Além disso, essa também é uma forma de diversificação. Dessa forma, há uma chance de obter uma rentabilidade satisfatória mesmo quando o mercado brasileiro estiver enfrentando momentos desafiadores.
Outra vantagem de investir em moedas estrangeiras é o fato de você efetivar uma diversificação geográfica. Dessa forma, seu patrimônio deixa de ser tão afetado por uma crise nacional ou o aumento da inflação, que corrói o seu poder de compra, por exemplo.

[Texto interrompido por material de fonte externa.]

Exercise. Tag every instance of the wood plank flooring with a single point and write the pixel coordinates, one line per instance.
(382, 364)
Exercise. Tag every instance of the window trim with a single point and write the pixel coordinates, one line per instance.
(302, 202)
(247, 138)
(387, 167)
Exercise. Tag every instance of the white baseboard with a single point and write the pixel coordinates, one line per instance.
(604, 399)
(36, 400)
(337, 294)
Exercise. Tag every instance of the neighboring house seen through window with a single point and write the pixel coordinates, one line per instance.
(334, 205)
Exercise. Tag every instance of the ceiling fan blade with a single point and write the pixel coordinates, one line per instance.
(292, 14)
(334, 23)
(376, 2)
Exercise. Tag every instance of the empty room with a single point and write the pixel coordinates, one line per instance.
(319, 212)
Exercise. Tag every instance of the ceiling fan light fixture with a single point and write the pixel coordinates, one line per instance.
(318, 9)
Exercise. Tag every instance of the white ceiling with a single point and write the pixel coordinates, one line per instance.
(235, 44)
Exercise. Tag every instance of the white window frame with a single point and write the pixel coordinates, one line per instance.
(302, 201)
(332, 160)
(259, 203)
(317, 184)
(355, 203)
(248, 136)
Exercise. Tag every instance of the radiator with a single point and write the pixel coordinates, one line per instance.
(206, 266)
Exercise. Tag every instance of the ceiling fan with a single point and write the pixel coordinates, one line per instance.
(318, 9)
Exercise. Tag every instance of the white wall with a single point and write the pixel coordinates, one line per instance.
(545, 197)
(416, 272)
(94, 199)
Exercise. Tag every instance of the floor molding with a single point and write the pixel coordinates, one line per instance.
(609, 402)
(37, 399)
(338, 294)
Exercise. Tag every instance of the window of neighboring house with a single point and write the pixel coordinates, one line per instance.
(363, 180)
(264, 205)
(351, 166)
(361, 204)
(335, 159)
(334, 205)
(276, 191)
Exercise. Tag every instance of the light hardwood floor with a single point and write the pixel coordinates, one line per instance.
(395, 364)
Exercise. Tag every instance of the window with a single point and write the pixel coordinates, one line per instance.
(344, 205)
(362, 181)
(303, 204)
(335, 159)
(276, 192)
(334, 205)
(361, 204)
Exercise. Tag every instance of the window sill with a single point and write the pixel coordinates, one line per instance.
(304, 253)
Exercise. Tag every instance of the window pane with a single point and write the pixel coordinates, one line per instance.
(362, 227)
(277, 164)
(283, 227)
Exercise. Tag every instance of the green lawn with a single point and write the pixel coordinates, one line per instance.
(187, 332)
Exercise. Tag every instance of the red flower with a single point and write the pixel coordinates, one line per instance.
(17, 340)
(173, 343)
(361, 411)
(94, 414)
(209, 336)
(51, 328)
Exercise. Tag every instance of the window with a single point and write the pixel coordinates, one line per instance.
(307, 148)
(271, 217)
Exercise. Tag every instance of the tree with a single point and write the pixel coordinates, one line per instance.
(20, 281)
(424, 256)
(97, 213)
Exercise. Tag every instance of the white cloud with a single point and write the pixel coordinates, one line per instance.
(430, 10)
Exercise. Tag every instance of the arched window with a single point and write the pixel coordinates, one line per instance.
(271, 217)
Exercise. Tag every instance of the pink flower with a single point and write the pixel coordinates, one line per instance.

Saiba quais investimentos escolher
Mais do que saber o que é renda passiva, é necessário saber quais ativos permitem alcançar esse patamar. Para esse objetivo, os principais investimentos são:
- Fundos imobiliários (FIIs): esses produtos financeiros distribuem 95% dos lucros auferidos em forma de dividendos. A lei obriga a distribuição dos ganhos a partir do resultado do semestre;
- Tesouro Direto: o Tesouro Prefixado e o Tesouro IPCA+ têm opções de pagamento de juros semestrais. Os primeiros são indicados para cenários em que a Selic está alta e com tendência de queda. Por sua vez, os segundos são recomendados em qualquer situação, mas especialmente quando a inflação está alta. Isso porque assegura um ganho real;
- Ações: representam partes de uma companhia. As empresas de capital aberto — como são chamadas — distribuem dividendos com uma certa frequência tanto no Brasil quanto no exterior. Por isso, vale a pena escolher negócios que façam esse processo em meses diferentes. Assim, você tem um rendimento regular;
- Real Estate Investment Trusts (REITs): são os fundos imobiliários dos Estados Unidos, que também permitem distribuir dividendos aos investidores;
- Exchange Traded Funds (ETFs): são os fundos de índice, que replicam um indicador do mercado. É possível adquiri-los no Brasil ou no exterior. No entanto, a segunda opção tende a trazer mais opções, além de reduzir custos dos intermediários no Brasil.
Lembre-se de que é importante diversificar. Então, você pode considerar ter esses ativos na sua carteira.
Quanto investir para ter uma renda mensal de R$1000?
Para estimar o valor necessário para viver de renda passiva, defina sua meta de renda mensal e multiplique por 12. Depois, divida pelo rendimento esperado.
Exemplo: para receber R$ 1.000 por mês (R$ 12.000/ano) com rentabilidade média de 7% ao ano, seria preciso acumular cerca de R$ 172 mil.
Esse valor pode variar com inflação, perfil de ativos e taxas aplicadas.
***Este é um cálculo meramente ilustrativo e não representa garantia ou promessa de rentabilidade. O desempenho de investimentos pode variar e retornos passados ou hipotéticos não garantem resultados futuros.***
Qual a melhor renda passiva?
Não existe uma renda passiva melhor do que outra. Porém, a opção mais fácil de conquistar é aquela com capital. Afinal, você se programa e estuda para atingir os seus objetivos. Isso permite fazer um bom planejamento financeiro para você ter bons resultados.